Бродильный процесс в советском обществе набирал силу с начала 60-х годов. Процесс над Андреем Синявским и Юлием Даниэлем стал первым громким политическим процессом начинавшейся брежневской эпохи. Писатели несколько лет тайно публиковали за границей свои рассказы и повести. Их псевдонимы Абрам Терц и Николай Аржак были раскрыты органами госбезопасности. Обоих писателей-«подполыциков» арестовали в сентябре 1965 года и предъявили обвинение в «антисоветской агитации и пропаганде» (статья 70 Уголовного кодекса РСФСР). В печати развернулась «разоблачительная» кампания. Но она вызвала совсем не те результаты, на которые рассчитывала власть. Не только за рубежом, но и в СССР начались общественные выступления в защиту арестованных писателей.

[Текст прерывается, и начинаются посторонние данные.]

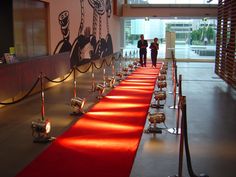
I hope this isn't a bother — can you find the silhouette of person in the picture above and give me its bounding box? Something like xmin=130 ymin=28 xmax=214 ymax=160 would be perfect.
xmin=149 ymin=38 xmax=159 ymax=67
xmin=137 ymin=34 xmax=148 ymax=67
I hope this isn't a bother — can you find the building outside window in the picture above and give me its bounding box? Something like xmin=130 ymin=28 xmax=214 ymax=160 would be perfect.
xmin=121 ymin=18 xmax=217 ymax=60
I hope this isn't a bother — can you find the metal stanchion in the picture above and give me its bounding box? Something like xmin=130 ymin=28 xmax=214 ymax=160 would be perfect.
xmin=73 ymin=66 xmax=76 ymax=98
xmin=91 ymin=62 xmax=96 ymax=92
xmin=103 ymin=65 xmax=106 ymax=87
xmin=168 ymin=75 xmax=182 ymax=135
xmin=31 ymin=73 xmax=55 ymax=143
xmin=169 ymin=96 xmax=209 ymax=177
xmin=169 ymin=64 xmax=178 ymax=109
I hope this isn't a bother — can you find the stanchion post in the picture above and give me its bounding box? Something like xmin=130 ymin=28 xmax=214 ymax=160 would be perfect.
xmin=73 ymin=66 xmax=76 ymax=98
xmin=103 ymin=65 xmax=106 ymax=87
xmin=92 ymin=62 xmax=95 ymax=92
xmin=176 ymin=74 xmax=182 ymax=135
xmin=40 ymin=72 xmax=45 ymax=121
xmin=169 ymin=61 xmax=178 ymax=109
xmin=168 ymin=96 xmax=184 ymax=177
xmin=111 ymin=61 xmax=115 ymax=77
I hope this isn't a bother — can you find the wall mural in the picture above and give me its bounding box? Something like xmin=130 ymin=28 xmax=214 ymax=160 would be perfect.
xmin=53 ymin=10 xmax=72 ymax=54
xmin=54 ymin=0 xmax=113 ymax=67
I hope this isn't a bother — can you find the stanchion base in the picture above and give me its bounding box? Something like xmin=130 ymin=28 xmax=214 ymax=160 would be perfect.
xmin=70 ymin=112 xmax=84 ymax=116
xmin=167 ymin=128 xmax=181 ymax=135
xmin=199 ymin=173 xmax=209 ymax=177
xmin=150 ymin=103 xmax=164 ymax=109
xmin=145 ymin=127 xmax=162 ymax=134
xmin=33 ymin=137 xmax=56 ymax=143
xmin=168 ymin=91 xmax=179 ymax=94
xmin=169 ymin=105 xmax=178 ymax=109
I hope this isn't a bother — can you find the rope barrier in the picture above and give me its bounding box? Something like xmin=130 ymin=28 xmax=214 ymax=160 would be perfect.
xmin=0 ymin=78 xmax=39 ymax=105
xmin=44 ymin=69 xmax=74 ymax=83
xmin=105 ymin=59 xmax=113 ymax=67
xmin=75 ymin=63 xmax=93 ymax=73
xmin=0 ymin=54 xmax=122 ymax=105
xmin=171 ymin=96 xmax=209 ymax=177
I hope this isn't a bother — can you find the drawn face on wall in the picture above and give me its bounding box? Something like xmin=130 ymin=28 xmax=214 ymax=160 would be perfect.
xmin=58 ymin=10 xmax=69 ymax=38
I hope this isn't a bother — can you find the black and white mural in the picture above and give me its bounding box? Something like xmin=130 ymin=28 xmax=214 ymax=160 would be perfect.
xmin=54 ymin=0 xmax=113 ymax=67
xmin=53 ymin=10 xmax=72 ymax=54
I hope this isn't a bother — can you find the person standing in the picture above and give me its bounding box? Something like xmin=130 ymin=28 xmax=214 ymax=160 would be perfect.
xmin=149 ymin=38 xmax=159 ymax=68
xmin=137 ymin=34 xmax=148 ymax=67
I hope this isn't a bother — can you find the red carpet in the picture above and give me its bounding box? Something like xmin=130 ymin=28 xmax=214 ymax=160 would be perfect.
xmin=17 ymin=64 xmax=161 ymax=177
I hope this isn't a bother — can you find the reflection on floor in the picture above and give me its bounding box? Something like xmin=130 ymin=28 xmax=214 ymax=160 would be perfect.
xmin=0 ymin=62 xmax=236 ymax=177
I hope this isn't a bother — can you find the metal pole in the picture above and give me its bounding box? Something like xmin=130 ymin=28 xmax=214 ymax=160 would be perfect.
xmin=73 ymin=66 xmax=76 ymax=98
xmin=40 ymin=72 xmax=45 ymax=121
xmin=178 ymin=96 xmax=185 ymax=177
xmin=92 ymin=62 xmax=95 ymax=92
xmin=176 ymin=74 xmax=182 ymax=135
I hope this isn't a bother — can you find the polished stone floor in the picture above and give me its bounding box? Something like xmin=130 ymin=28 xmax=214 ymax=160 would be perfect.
xmin=0 ymin=59 xmax=236 ymax=177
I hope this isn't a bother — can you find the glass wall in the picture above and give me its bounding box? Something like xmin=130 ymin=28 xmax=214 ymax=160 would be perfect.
xmin=128 ymin=0 xmax=218 ymax=4
xmin=121 ymin=18 xmax=217 ymax=59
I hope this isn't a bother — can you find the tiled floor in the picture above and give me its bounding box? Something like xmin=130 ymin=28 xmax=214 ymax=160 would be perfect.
xmin=0 ymin=60 xmax=236 ymax=177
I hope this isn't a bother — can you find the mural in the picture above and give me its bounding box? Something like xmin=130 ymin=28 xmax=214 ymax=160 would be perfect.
xmin=54 ymin=0 xmax=113 ymax=67
xmin=53 ymin=11 xmax=72 ymax=54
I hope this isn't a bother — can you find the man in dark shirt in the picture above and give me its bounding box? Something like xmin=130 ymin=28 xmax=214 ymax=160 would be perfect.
xmin=137 ymin=34 xmax=148 ymax=67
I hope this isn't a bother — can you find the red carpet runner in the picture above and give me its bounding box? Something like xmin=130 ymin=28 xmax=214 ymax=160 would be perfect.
xmin=17 ymin=64 xmax=160 ymax=177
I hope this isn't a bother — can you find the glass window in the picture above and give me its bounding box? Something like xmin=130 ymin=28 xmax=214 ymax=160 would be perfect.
xmin=121 ymin=18 xmax=217 ymax=59
xmin=128 ymin=0 xmax=218 ymax=4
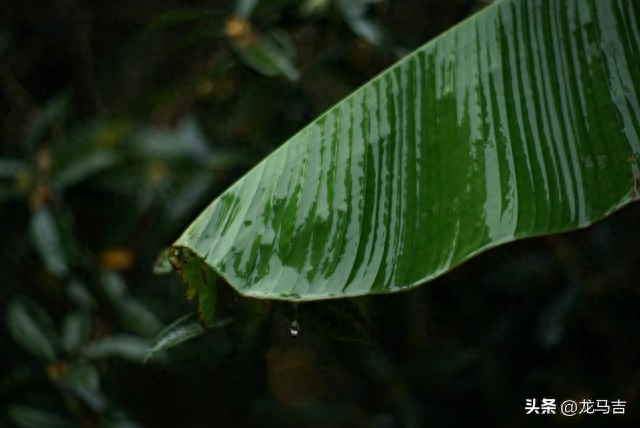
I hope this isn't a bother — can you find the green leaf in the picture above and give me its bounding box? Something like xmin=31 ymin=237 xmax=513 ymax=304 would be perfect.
xmin=145 ymin=314 xmax=231 ymax=362
xmin=7 ymin=404 xmax=77 ymax=428
xmin=84 ymin=334 xmax=149 ymax=362
xmin=25 ymin=92 xmax=70 ymax=151
xmin=169 ymin=247 xmax=217 ymax=325
xmin=60 ymin=310 xmax=91 ymax=353
xmin=7 ymin=297 xmax=59 ymax=361
xmin=31 ymin=205 xmax=69 ymax=277
xmin=175 ymin=0 xmax=640 ymax=300
xmin=232 ymin=30 xmax=300 ymax=81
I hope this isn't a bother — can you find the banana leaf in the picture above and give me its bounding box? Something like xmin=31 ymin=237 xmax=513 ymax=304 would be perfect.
xmin=172 ymin=0 xmax=640 ymax=301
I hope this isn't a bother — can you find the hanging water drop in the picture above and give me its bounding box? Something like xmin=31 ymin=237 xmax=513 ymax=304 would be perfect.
xmin=289 ymin=303 xmax=300 ymax=337
xmin=289 ymin=320 xmax=300 ymax=337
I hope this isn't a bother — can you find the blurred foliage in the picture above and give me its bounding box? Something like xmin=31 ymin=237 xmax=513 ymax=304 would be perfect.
xmin=0 ymin=0 xmax=640 ymax=427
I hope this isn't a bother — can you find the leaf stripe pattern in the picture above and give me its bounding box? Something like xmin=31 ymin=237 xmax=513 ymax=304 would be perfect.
xmin=174 ymin=0 xmax=640 ymax=300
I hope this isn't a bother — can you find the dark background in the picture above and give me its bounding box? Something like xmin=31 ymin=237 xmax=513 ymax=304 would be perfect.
xmin=0 ymin=0 xmax=640 ymax=428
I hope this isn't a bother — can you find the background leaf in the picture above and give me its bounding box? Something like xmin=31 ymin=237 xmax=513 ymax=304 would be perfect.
xmin=6 ymin=297 xmax=58 ymax=361
xmin=145 ymin=314 xmax=231 ymax=361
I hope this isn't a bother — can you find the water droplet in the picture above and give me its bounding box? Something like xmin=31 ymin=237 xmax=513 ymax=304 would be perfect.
xmin=289 ymin=303 xmax=300 ymax=337
xmin=289 ymin=320 xmax=300 ymax=337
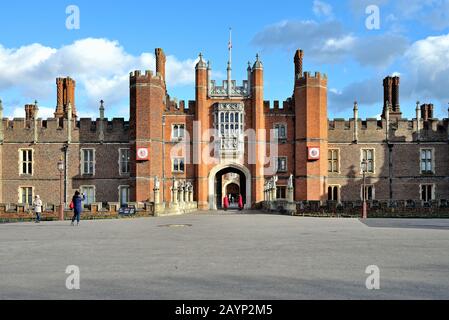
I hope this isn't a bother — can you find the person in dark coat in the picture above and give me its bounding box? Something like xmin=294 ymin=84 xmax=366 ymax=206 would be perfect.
xmin=223 ymin=196 xmax=229 ymax=211
xmin=239 ymin=194 xmax=243 ymax=211
xmin=72 ymin=191 xmax=86 ymax=226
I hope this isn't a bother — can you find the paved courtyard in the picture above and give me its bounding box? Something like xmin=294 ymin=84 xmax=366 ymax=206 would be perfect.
xmin=0 ymin=212 xmax=449 ymax=300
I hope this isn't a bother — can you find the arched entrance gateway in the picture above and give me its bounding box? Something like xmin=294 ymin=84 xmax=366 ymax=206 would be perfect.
xmin=209 ymin=164 xmax=251 ymax=210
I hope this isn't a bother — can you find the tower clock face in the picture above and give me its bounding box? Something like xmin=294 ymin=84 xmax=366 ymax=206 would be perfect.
xmin=308 ymin=147 xmax=320 ymax=161
xmin=137 ymin=148 xmax=149 ymax=161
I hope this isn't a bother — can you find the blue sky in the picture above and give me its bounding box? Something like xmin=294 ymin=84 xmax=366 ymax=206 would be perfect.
xmin=0 ymin=0 xmax=449 ymax=118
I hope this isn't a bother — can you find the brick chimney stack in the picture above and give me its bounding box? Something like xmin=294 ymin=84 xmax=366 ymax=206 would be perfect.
xmin=382 ymin=77 xmax=402 ymax=119
xmin=294 ymin=50 xmax=304 ymax=81
xmin=55 ymin=77 xmax=76 ymax=119
xmin=155 ymin=48 xmax=167 ymax=81
xmin=25 ymin=103 xmax=37 ymax=120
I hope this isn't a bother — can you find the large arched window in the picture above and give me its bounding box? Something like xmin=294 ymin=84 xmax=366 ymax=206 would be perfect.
xmin=215 ymin=103 xmax=244 ymax=154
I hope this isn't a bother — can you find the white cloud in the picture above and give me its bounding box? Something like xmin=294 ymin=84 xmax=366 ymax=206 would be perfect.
xmin=329 ymin=34 xmax=449 ymax=116
xmin=0 ymin=38 xmax=195 ymax=111
xmin=313 ymin=0 xmax=334 ymax=18
xmin=405 ymin=34 xmax=449 ymax=103
xmin=253 ymin=20 xmax=408 ymax=67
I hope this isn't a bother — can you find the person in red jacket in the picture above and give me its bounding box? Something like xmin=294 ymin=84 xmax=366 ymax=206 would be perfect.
xmin=239 ymin=194 xmax=243 ymax=211
xmin=223 ymin=195 xmax=229 ymax=211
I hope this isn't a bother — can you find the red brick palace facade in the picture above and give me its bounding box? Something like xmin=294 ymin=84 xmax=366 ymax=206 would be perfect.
xmin=0 ymin=49 xmax=449 ymax=210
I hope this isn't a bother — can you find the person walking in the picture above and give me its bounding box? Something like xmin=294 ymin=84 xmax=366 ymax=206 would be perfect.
xmin=239 ymin=194 xmax=243 ymax=211
xmin=223 ymin=195 xmax=229 ymax=211
xmin=70 ymin=191 xmax=86 ymax=226
xmin=33 ymin=195 xmax=42 ymax=223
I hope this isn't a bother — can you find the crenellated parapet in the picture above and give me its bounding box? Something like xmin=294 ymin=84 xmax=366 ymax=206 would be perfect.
xmin=328 ymin=118 xmax=449 ymax=143
xmin=165 ymin=100 xmax=195 ymax=115
xmin=264 ymin=98 xmax=295 ymax=115
xmin=2 ymin=118 xmax=129 ymax=143
xmin=296 ymin=71 xmax=327 ymax=88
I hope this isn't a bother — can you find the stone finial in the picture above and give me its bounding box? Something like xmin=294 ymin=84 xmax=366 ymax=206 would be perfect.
xmin=253 ymin=54 xmax=263 ymax=69
xmin=196 ymin=52 xmax=207 ymax=69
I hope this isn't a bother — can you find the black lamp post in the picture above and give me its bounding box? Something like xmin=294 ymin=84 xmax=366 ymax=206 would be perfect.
xmin=58 ymin=157 xmax=64 ymax=221
xmin=362 ymin=159 xmax=368 ymax=219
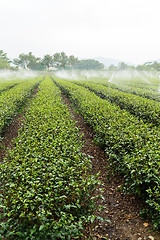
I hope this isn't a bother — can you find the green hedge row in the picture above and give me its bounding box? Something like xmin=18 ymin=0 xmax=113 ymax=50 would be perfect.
xmin=55 ymin=78 xmax=160 ymax=228
xmin=0 ymin=78 xmax=41 ymax=141
xmin=0 ymin=77 xmax=98 ymax=240
xmin=72 ymin=81 xmax=160 ymax=126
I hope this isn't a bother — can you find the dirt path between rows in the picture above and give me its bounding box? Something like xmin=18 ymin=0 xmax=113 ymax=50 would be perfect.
xmin=63 ymin=95 xmax=160 ymax=240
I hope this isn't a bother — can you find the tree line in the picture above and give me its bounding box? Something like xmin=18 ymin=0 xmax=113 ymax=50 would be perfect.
xmin=0 ymin=50 xmax=104 ymax=71
xmin=0 ymin=50 xmax=160 ymax=71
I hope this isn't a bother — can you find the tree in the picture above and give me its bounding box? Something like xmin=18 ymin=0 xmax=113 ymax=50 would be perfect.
xmin=53 ymin=52 xmax=78 ymax=68
xmin=0 ymin=50 xmax=11 ymax=69
xmin=13 ymin=52 xmax=43 ymax=70
xmin=68 ymin=55 xmax=78 ymax=68
xmin=118 ymin=62 xmax=128 ymax=70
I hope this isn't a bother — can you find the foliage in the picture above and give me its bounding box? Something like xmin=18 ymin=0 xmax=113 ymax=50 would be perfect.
xmin=55 ymin=78 xmax=160 ymax=228
xmin=0 ymin=78 xmax=98 ymax=240
xmin=75 ymin=81 xmax=160 ymax=126
xmin=13 ymin=52 xmax=43 ymax=70
xmin=0 ymin=79 xmax=40 ymax=141
xmin=74 ymin=59 xmax=104 ymax=70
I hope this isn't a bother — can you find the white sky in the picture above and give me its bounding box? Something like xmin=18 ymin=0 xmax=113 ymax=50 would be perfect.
xmin=0 ymin=0 xmax=160 ymax=64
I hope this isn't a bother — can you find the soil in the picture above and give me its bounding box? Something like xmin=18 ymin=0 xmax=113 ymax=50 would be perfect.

Дело Синявского и Даниэля (как и за два года до этого дело Иосифа Бродского) вызвало резонанс не только в литературных кругах. В официальные советские инстанции были направлены десятки индивидуальных и коллективных обращений против преследований по политическим мотивам. Необычным стал «митинг гласности», состоявшийся 5 декабря 1965 года в центре столицы – на Пушкинской площади. Одним из лозунгов стало требование соблюдать процессуальные нормы: предстоящий процесс над Синявским и Даниэлем не должен быть тайной и безгласной расправой.
Процесс над Андреем Синявским и Юлием Даниэлем
В феврале 1966 Верховный суд РСФСР приговорил Андрея Синявского к семи годам лишения свободы, Юлия Даниэля – к пяти. Огромное значение, как отметил писатель Варлам Шаламов в «Письме к старому другу», имело мужественное поведение подсудимых на процессе. Писатель, проведший в сталинских тюрьмах и лагерях более двадцати лет, писал: «…Процесс Синявского – первый открытый политический процесс при советской власти, когда обвиняемые от начала до конца – от предварительного следствия до последнего слова подсудимых – не признавали себя виновными и приняли приговор как настоящие люди. Обвиняемым по сорок лет – оптимальный вариант возраста подсудимого на политическом процессе. Первый процесс за четыре с лишним десятилетия. Не мудрено, что к нему приковано внимание всего мира. Со времени дела правых эсеров – легендарных уже героев революционной России – это первый политический (такой) процесс.